Wolfgang Grandegger wrote: > On 07/25/2010 03:35 PM, Marc Kleine-Budde wrote: >> Wolfgang Grandegger wrote: >>> I found some time to work on this issue. >>> >>> So far we only report CAN error state changes to the worse: >>> "error-active -> error-warning -> error-passive -> bus-off", but not >>> "bus-off -> error-active" or "error-passive -> error-warning -> >>> error-active". There have been request from other users to correct >>> this behavior. >>> >>> This patch reports any state change reported by the SJA1000 and >>> MSCAN-MPC5200 controller. It introduces "CAN_ERR_CRTL_ACTIVE" to >>> signal state changes to error active. Furthermore, the SJA1000 >>> triggers now the bus-off recovery procedure when restarted. So far, >>> the controller was *stopped* and then restarted. I did two tests to >>> analyze the state changes behavior: >>> >>> 1. First I forced the controller into the error-passive by sending >>> a message (with cansend) without cable connected (*). Then I >>> reconnected the cable (**) and continued to send messages (with >>> cangen) (***) until the error active state is reached: >>> >>> On SJA1000: >>> >>> # candump any,0:0,#FFFFFFFF >>> (*) >>> can0 20000004 [8] 00 08 00 00 00 00 60 00 ERROR-WARNING >>> can0 20000004 [8] 00 20 00 00 00 00 80 00 ERROR-PASSIVE >>> (**) >>> can0 123 [4] DE AD BE EF >>> (***) >>> can0 42A [1] 00 >>> ... >>> can0 42A [1] 07 >>> can0 20000004 [8] 00 08 00 00 00 00 7F 00 ERROR-WARNING >> Is it possible to tell apart whether the driver goes from passive to >> warning or from active to warning? Without the need to have a state >> machine in userspace, too? > > Yes, I realized that side effect as well. The user must monitor state > changes to understand if the state gets worse or better. We could use an > error bit to indicate state improvements.
I like that idea! From naive point of view, in the userspace I want
information that I can interpret stateless (i.e. without the need for a
statemachine == history).
>> Looking at the tx/rx error level might be an option, but I've seen that
>> the level can rise very quickly.
>
> Be aware that the tx/rx error counters are *not* readable on all CAN
> controllers.
Right....
>>> can0 42A [1] 08
>>> ...
>>> can0 42A [1] 27
>>> can0 20000004 [8] 00 40 00 00 00 00 5F 00 ERROR-ACTIVE
>>> \-- tx-err !!!
>>> On MSCAN:
>>>
>>> # candump any,0:0,#FFFFFFFF
>>> (*)
>>> can2 20000004 [8] 00 08 00 00 00 00 00 00 ERROR-WARNING
>>> can2 20000004 [8] 00 20 00 00 00 00 00 00 ERROR-PASSIVE
>>> (**)
>>> can2 123 [4] DE AD BE EF
>>> can2 20000004 [8] 00 08 00 00 00 00 00 00 ERROR-WARNING
>>> (***)
>>> can2 42A [1] 00
>>> can2 42A [1] 01
>>> ...
>>> can2 42A [1] 1E
>>> can2 42A [1] 1F
>>> can2 20000004 [8] 00 40 00 00 00 00 00 00 ERROR-ACTIVE
>>>
>>> As you can see, the state change to error-active is signaled
>>> differently. The MSCAN seems not to respect the specs :-(.

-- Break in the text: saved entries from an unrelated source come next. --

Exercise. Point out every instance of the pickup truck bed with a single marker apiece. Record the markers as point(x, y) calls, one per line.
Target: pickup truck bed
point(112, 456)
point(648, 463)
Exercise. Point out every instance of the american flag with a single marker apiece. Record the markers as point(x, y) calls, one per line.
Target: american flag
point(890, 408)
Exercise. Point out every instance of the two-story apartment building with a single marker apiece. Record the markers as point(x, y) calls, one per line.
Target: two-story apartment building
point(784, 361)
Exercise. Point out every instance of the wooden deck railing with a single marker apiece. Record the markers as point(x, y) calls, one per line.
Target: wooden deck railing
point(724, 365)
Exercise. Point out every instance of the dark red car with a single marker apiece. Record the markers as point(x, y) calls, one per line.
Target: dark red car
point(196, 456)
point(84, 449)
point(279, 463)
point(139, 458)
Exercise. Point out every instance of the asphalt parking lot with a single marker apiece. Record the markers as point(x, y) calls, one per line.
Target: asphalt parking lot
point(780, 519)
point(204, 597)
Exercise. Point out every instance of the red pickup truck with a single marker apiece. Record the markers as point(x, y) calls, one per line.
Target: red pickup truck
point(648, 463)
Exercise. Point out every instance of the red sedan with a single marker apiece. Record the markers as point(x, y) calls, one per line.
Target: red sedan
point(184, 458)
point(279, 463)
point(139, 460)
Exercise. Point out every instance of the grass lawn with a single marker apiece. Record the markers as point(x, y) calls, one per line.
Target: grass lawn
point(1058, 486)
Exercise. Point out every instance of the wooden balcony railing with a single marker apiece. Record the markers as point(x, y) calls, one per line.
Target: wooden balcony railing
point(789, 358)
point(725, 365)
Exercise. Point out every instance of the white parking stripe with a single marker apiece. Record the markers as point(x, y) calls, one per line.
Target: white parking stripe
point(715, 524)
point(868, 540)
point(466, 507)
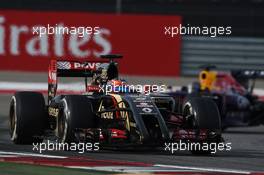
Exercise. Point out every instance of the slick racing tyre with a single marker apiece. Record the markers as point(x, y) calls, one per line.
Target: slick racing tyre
point(77, 114)
point(202, 113)
point(27, 117)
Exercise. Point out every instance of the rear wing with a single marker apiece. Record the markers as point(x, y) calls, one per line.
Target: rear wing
point(76, 68)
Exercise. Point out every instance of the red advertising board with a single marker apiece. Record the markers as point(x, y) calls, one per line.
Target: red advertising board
point(140, 38)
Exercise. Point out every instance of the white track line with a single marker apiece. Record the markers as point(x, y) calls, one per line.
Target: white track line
point(204, 169)
point(31, 154)
point(77, 86)
point(128, 169)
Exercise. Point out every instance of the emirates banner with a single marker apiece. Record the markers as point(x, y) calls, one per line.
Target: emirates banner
point(28, 40)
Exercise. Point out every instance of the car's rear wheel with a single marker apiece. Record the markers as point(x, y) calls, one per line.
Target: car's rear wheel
point(202, 113)
point(77, 114)
point(27, 116)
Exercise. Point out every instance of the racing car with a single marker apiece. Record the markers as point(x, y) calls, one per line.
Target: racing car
point(233, 92)
point(118, 119)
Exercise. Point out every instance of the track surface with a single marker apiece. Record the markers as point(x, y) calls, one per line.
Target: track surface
point(247, 149)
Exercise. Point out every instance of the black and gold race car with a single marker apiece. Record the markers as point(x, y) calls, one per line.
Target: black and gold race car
point(119, 117)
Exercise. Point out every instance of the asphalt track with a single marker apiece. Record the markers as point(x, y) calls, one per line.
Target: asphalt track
point(247, 151)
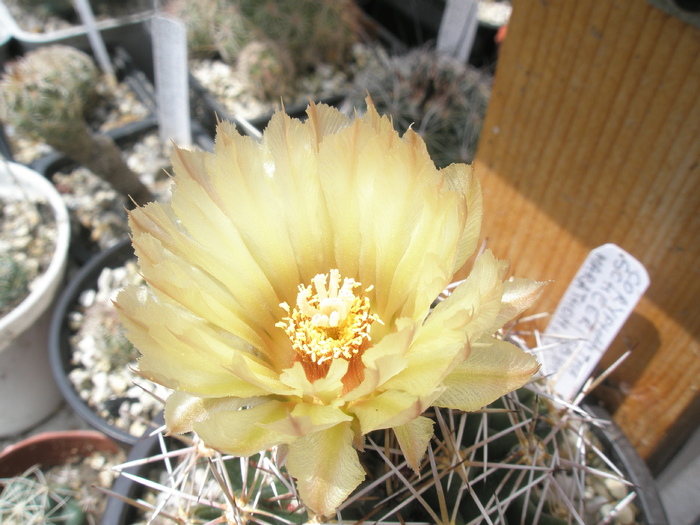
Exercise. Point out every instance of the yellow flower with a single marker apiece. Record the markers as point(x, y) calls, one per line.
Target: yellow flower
point(289, 293)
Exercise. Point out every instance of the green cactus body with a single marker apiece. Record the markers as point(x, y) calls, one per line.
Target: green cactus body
point(437, 96)
point(48, 90)
point(270, 42)
point(266, 67)
point(47, 95)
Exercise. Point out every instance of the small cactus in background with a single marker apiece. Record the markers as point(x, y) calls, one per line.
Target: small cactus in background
point(267, 67)
point(62, 8)
point(437, 96)
point(283, 37)
point(14, 283)
point(47, 95)
point(312, 30)
point(213, 27)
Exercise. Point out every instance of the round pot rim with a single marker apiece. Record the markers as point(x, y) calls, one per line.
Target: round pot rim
point(17, 181)
point(52, 448)
point(57, 334)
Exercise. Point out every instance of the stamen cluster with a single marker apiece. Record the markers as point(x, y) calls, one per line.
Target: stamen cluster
point(330, 323)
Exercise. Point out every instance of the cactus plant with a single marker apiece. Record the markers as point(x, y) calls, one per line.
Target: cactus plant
point(437, 96)
point(267, 67)
point(271, 41)
point(47, 94)
point(14, 283)
point(527, 458)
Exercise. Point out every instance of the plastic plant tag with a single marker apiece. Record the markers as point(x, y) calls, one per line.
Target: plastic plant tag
point(94, 37)
point(458, 28)
point(594, 308)
point(171, 76)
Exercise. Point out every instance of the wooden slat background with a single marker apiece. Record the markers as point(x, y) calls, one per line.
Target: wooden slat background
point(593, 136)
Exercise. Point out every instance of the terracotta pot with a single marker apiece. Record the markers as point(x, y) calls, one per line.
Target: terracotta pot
point(50, 449)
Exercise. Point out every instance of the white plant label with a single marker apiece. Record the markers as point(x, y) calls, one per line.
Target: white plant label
point(597, 303)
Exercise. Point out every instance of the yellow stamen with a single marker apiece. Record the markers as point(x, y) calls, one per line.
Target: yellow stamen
point(330, 323)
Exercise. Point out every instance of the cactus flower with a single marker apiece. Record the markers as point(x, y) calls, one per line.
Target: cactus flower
point(289, 292)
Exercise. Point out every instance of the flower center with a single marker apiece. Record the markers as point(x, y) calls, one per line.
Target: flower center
point(331, 322)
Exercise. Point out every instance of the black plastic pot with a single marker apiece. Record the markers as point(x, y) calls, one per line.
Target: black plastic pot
point(623, 454)
point(60, 350)
point(615, 446)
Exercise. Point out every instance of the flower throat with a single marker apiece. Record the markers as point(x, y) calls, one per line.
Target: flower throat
point(329, 323)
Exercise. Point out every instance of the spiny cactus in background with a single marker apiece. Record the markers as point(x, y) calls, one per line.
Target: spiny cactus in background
point(312, 30)
point(290, 37)
point(47, 95)
point(213, 27)
point(30, 498)
point(14, 283)
point(267, 67)
point(436, 95)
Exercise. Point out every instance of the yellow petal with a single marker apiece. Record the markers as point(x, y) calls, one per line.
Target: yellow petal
point(461, 178)
point(387, 409)
point(178, 350)
point(323, 390)
point(306, 419)
point(241, 432)
point(413, 438)
point(518, 296)
point(385, 360)
point(327, 468)
point(493, 369)
point(182, 410)
point(475, 304)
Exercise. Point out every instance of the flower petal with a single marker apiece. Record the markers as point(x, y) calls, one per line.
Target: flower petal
point(242, 432)
point(413, 438)
point(182, 410)
point(442, 343)
point(327, 468)
point(306, 419)
point(493, 369)
point(384, 360)
point(518, 296)
point(181, 351)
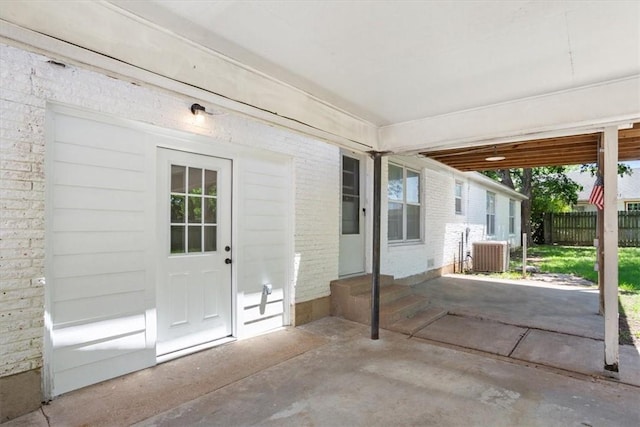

>> Do you mean the fact that error active is signalled with tx err == 0?
>
> Yes, the SJA1000 triggers an interrupt to signal error active when the
> error counter goes below 96.
Okay.
>> From the patch below you only changed the part of the driver that runs
>> if a change of state is detected "(old_state != priv->can.state)".
>>
>> Maybe it's a problem in the driver, that calculated the new state wrong.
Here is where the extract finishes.